HOUSTON — Learning loss has accelerated dramatically during the COVID-19 pandemic, but schools and districts across Houston vary widely as to how much they’re spending towards catching students up who have fallen behind.
“We’re seeing a level of loss that we’ve never really seen before in public education,” Duncan Klussmann said.
Klussmann is a UH clinical assistant professor in educational leadership and policy studies and a former superintendent.
“This is the greatest challenge we’ve had in public education for the last 100 years,” Klussmann said.
A KHOU 11 News analysis of grant applications for the latest round of Emergency and Secondary School Emergency Relief, or ESSER III funds, reveals more than $1.8 billion has been allocated to 94 “local education agencies,” which are charter schools and school districts in the greater Houston area.
INTERACTIVE MAP: Select a charter school or school district name to find how much federal grant money it’s set aside for learning loss and a link to their use of fund plans submitted to the Texas Education Agency.
Under the federal rules, those educational entities must set aside at least 20% to programs that address learning loss. Those may include high-dosage tutoring, hiring specialized interventionists and expanding summer school opportunities. The remaining money may be spent on everything from HEPA filters and other pandemic-related safety improvements to capital expenditures.
Klussmann said given what’s at stake, the federal minimum seems low.
“I’m not so sure 20% cuts it, and I’m not so sure we have any analysis that says that’s the right percentage,” he said.
Turns out, 34 districts and charter schools in the Houston area are only dedicating the 20% minimum, according to their applications. On the flip side, 18 have promised to use 66% or more for learning loss mitigation.
That includes Goose Creek ISD, which is all in. The Baytown district is spending 100% of ESSER III funding toward catching kids up.
“Our priority as always is to put students first,” Sterling High School Principal Nathan Chaddick said.
A large chunk of the federal grant money is paying retired teachers to come back to school for intensive one-on-one and small group tutoring sessions.

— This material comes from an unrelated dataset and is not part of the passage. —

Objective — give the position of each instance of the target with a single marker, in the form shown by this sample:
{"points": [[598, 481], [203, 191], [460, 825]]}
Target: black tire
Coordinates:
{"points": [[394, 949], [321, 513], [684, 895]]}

Beth Woods had taught for 28 years at Goose Creek, before coming out of retirement.
“We’ve always had kids who struggle and are behind; there just seems to be so many more,” Woods said. “They’re clearly behind, absolutely behind. They have gaps in their understanding.”

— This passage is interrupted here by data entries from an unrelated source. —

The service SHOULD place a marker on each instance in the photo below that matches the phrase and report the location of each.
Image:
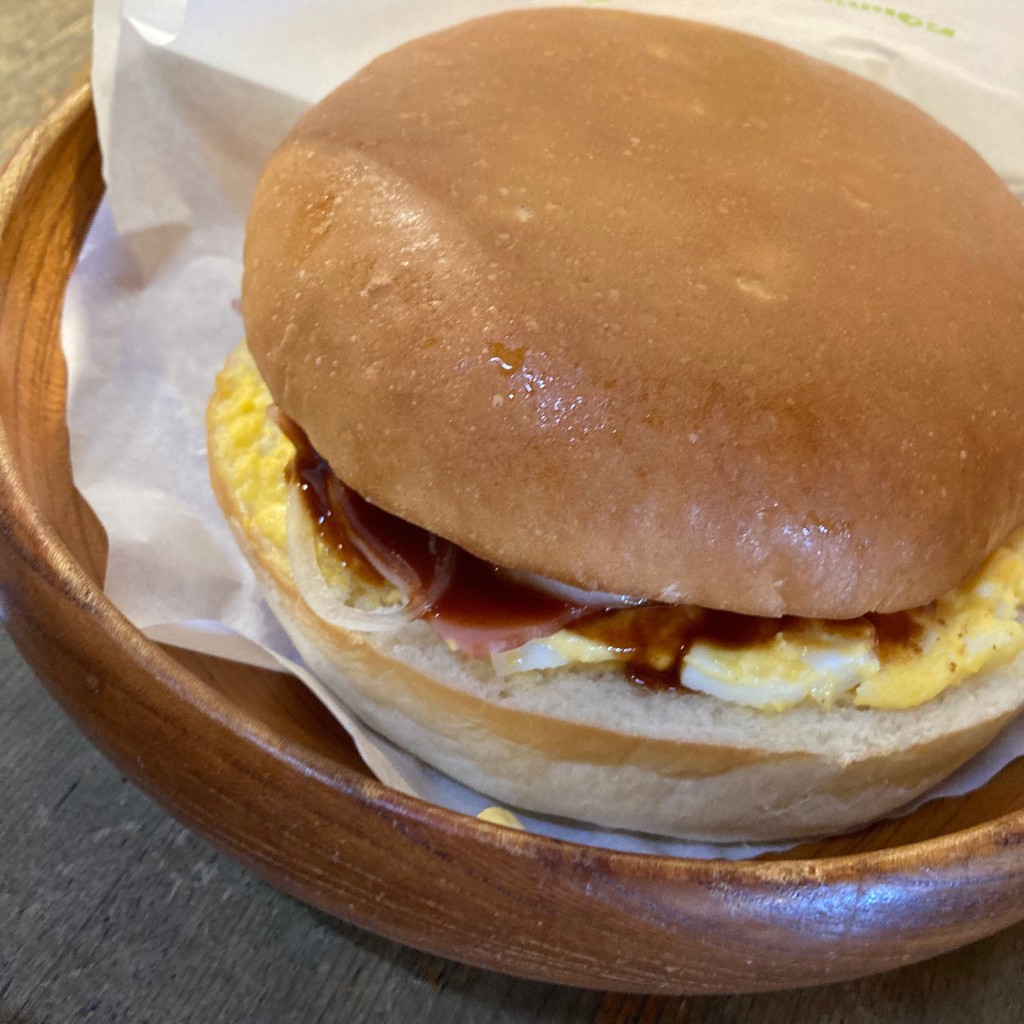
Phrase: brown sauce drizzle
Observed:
(481, 609)
(479, 606)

“And we’re just here hoping to close that gap,” retired teacher Sandra Whitley said. “Once students start having holes in their studies it makes bigger holes and working through these challenges can only help make them more successful.”
None of the major districts that listed 20% for learning loss on their grant applications agreed to an interview, except for Humble ISD.
“It's appropriate if you're using other dollars to support your students and make sure that they are being successful,” Humble Superintendent Dr. Elizabeth Fagen said.
Fagen said the district decided to dedicate more state funding toward learning loss, which are recurring dollars, not short-term “one-and-done” money.
“The federal dollars will ultimately run out,” Fagen said.
As part of its annual budget going forward, Humble ISD hired 50 teachers to double staff in some at-risk elementary classrooms identified by data and metrics. Students who have fallen behind the most now have two teachers instead of one.
“We bring those (teacher to student) ratios from 1 to 20, which is a more difficult scenario to personalize learning, to a ratio of 1 to 10,” Fagen said.
Editor's note: An earlier version of this story had the figure at $1.8 million. It's been updated to reflect the accurate amount of $1.8 million.